“Families Hemorrhaging Into Homelessness”

November 12th, 2008

Via: Reuters:

Families are flooding homeless shelters across the United States in numbers not seen for years, camping out in motels or staying with friends and relatives, homeless advocates say.

“There are lots of families hemorrhaging into homelessness and we need to figure out how to put a tourniquet on the hemorrhaging,” Philip Mangano, the homelessness czar appointed by President George W. Bush in 2002, told Reuters.

There is little time to waste. The U.S. unemployment rate is at a 14-year high and more job losses are forecast, while the Mortgage Bankers Association says nearly 1.5 million homes are in the process of foreclosure.

The U.S. Congress approved a massive housing market rescue bill in July that sets aside $3.9 billion that can be used partly by local authorities to buy foreclosed properties. Those could potentially house homeless families.

Mangano, whose official title is director of the Interagency Council on Homelessness, described the $3.9 billion as an “opening salvo” and said the new administration and Democratic-controlled Congress must be prepared to move quickly to invest more money to help homeless families and slow the flood of foreclosures.

6 Responses to ““Families Hemorrhaging Into Homelessness””

  1. Loveandlight says:

    Brought to you by the Department of “Gee, Ya Think So?”: American Buying Binge Grinds to a Halt.

  2. lagavulin says:

    Relax…in a few years, being homeless is going to become uber-green eco-friendly hotness.

    Just as downsizing your home is now considered cool because of your “lower environmental footprint”…getting rid of your car is hip for reasons which should be obvious to anyone with a real conscience…being “home-less” is only destined to become the ultimate in Haute Couture, daah-ling!

    We should all be green with envy.

  3. Loveandlight says:

    @lagavulin:

    In all seriousness, the one upside I see in the coming collapse is that homelessness will lose much of its dehumanizing stigma once so freaking many people are actual no-BS homeless people.

  4. Eileen says:

    I’m trying to count on my fingers all the people my mother and I will feed and support in the coming “homeless” age.
    Not trying to be a vulture by any means, but would now be the time to buy property in the U.S., or is there much further to go down in value?
    I don’t have a sense of what the right thing to do is now.
    Buying a property could relieve someone of their debt burden.
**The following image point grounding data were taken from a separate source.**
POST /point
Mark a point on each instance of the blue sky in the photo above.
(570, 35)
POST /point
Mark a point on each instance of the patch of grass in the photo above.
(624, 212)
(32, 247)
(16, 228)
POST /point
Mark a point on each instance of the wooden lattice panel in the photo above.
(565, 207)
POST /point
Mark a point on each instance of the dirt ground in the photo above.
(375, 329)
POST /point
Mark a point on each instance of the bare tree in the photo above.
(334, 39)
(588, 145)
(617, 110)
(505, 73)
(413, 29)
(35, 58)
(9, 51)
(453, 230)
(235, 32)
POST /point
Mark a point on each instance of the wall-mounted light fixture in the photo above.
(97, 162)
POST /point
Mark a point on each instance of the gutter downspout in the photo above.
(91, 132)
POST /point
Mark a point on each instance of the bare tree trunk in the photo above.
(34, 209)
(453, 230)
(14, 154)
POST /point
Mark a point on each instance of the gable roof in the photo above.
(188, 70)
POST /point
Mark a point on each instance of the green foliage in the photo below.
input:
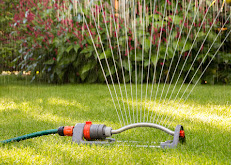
(62, 50)
(32, 108)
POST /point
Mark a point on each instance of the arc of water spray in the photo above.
(194, 58)
(205, 67)
(158, 49)
(101, 65)
(167, 49)
(126, 36)
(150, 50)
(181, 52)
(182, 26)
(109, 40)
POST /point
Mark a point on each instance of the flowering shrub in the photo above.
(56, 40)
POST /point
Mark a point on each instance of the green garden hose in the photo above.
(32, 135)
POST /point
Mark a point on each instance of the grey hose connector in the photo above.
(168, 131)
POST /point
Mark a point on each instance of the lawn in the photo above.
(27, 108)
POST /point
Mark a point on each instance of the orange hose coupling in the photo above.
(86, 130)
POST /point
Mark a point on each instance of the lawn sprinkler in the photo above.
(88, 133)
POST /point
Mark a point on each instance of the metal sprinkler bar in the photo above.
(98, 133)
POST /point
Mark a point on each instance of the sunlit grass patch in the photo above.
(26, 109)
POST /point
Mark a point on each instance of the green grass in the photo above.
(27, 108)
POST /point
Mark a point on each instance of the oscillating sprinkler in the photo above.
(88, 133)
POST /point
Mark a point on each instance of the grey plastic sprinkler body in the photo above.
(98, 133)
But I wouldn’t want to make a purchase if it made someone homeless.

  5. pookie says:

    Eileen,

    Just like the time to sell was when everyone thought you were crazy to sell (as I did in 06) because RE was such a no-lose proposition, you’ll know it’s time to buy when everyone thinks you’re crazy to buy that worthless RE. So it ain’t time yet.

    But who’d want to buy a property in Rome while the barbarians are at the gate? Fallen empires are to be avoided. I’d park my cash in gold at Bullion Vault, and then, when the smoke clears and you no longer have elder care responsibilities, FLEE and buy a place overseas.

    The weather’s FINE over heah …

  6. sharon says:

    Eileen, I’m curious what kind of property you’re looking for, and where.

    I would assume you would want a few rural acres–ideally with a large house in good condition.

    In general, I don’t see that buying now at lowball prices is being a vulture–though I can see how you might feel bad (maybe a little) benefitting from the collapse in the housing market. But bubble values were inflated (fake) values that were never anything but “hallucinated wealth.” Real market prices reflect realistic valuations.

    That said, I recently chatted with a man at our tire emporium, who said he had just purchased a foreclosure for 30 cents on the dollar. That is, he bought a house priced at $100,000 for $30,000.

    That’s a decent house, around here.

    He did this by playing hardball: He offered 30K (with the bank paying closing costs). They counter-offered for a higher price. He countered again for his original offer.

    If the bank won’t take your low-ball offer, you walk. Piss on ’em. Offer on another place.

    I suspect the guy a talked with was a cash buyer–but I didn’t ask.

    I’m in Missouri, where we have some of the cheapest (and best) farmland in the US. Northern Missouri, near Kirksville (college town), has the largest concentration of ICs of anywhere in the US. It’s also Amish country. Most of the vehicles on the road are buggies.

    The Missouri Ozark Mountains are gorgeous.

    But I don’t think the price of farmland is terribly depressed. I’m not sure. But I know of people who’ve gotten some deals. I know one family who bought 18 acres with a run-down single-wide for dirt cheap–sight-unseen, via a website. Another young family in my neighborhood bought a one-acre lakefront lot with a run-down single-wide for $4,500–and got a payout. The seller, a friend of mine, was desperate for reasons that are still unclear to me.

    You aren’t screwing anyone by buying as low as you can.